In April 2022, Lebanon concluded a draft financing agreement with the IMF that would provide the equivalent of around $3 billion on a 46-month extended financing facility in exchange for a package of economic reforms. However, in June, the Association of Banks in Lebanon called the draft agreement with the IMF “illegal”, blocking the process.

“This is the first step that should have happened in the first weeks of the crisis, not two and a half years later,” Afiouni said. “Yet we still need to see sweeping reforms before we see the funding, and there is no indication now that we are anywhere close to seeing serious implementation of those reforms.”

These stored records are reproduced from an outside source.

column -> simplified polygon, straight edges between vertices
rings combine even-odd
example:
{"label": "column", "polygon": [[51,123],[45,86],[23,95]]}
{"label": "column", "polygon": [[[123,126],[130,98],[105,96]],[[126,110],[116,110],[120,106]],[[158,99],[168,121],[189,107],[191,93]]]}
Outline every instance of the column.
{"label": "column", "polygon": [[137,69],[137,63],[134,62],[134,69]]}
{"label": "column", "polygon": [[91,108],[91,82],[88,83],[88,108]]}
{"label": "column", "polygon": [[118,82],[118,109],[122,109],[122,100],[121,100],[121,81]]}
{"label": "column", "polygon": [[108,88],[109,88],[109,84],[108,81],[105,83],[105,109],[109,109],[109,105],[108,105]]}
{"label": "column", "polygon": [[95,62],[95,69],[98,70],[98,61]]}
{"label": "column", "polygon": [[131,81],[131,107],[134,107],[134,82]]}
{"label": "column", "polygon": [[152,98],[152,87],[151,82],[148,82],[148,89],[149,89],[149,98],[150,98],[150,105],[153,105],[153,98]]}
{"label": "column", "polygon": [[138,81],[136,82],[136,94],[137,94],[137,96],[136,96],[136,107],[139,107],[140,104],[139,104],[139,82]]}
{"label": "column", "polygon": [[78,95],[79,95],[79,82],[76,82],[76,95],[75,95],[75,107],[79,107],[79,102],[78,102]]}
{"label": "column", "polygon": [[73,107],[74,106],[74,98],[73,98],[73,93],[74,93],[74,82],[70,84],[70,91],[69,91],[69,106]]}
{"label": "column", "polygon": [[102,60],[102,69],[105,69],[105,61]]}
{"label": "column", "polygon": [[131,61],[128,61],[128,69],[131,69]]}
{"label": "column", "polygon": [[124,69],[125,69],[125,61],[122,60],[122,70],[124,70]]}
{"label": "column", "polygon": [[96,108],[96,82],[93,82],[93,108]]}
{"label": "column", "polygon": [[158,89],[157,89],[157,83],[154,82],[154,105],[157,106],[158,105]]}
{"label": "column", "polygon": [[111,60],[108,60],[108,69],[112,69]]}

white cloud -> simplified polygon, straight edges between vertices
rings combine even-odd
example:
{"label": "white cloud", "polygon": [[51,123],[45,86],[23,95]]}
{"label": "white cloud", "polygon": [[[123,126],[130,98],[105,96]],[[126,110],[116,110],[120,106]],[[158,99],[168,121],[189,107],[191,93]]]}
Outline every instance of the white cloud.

The World Bank report calls for a comprehensive macroeconomic, financial and sector reform agenda that prioritizes governance, accountability and inclusion. According to him, the earlier these reforms are initiated, the less painful the recovery will be for the Lebanese people. But that won’t happen overnight.

“Even if the reforms and laws were passed, it will take time to recover and restore confidence,” Saidi said. “Trust in the banking system, in the state and in the central bank has been destroyed. Until that confidence is restored, Lebanon will not be able to attract investment and it will not be able to attract aid from the rest of the world.

And although Lebanon held elections in May, propelling several anti-corruption independents into parliament, Saidi doubted their influence would be enough to drive change.

“Some 13 new MPs have entered parliament, but they are unlikely to make the necessary changes,” he said. “Politically, business continues as usual. There is a complete denial of reality.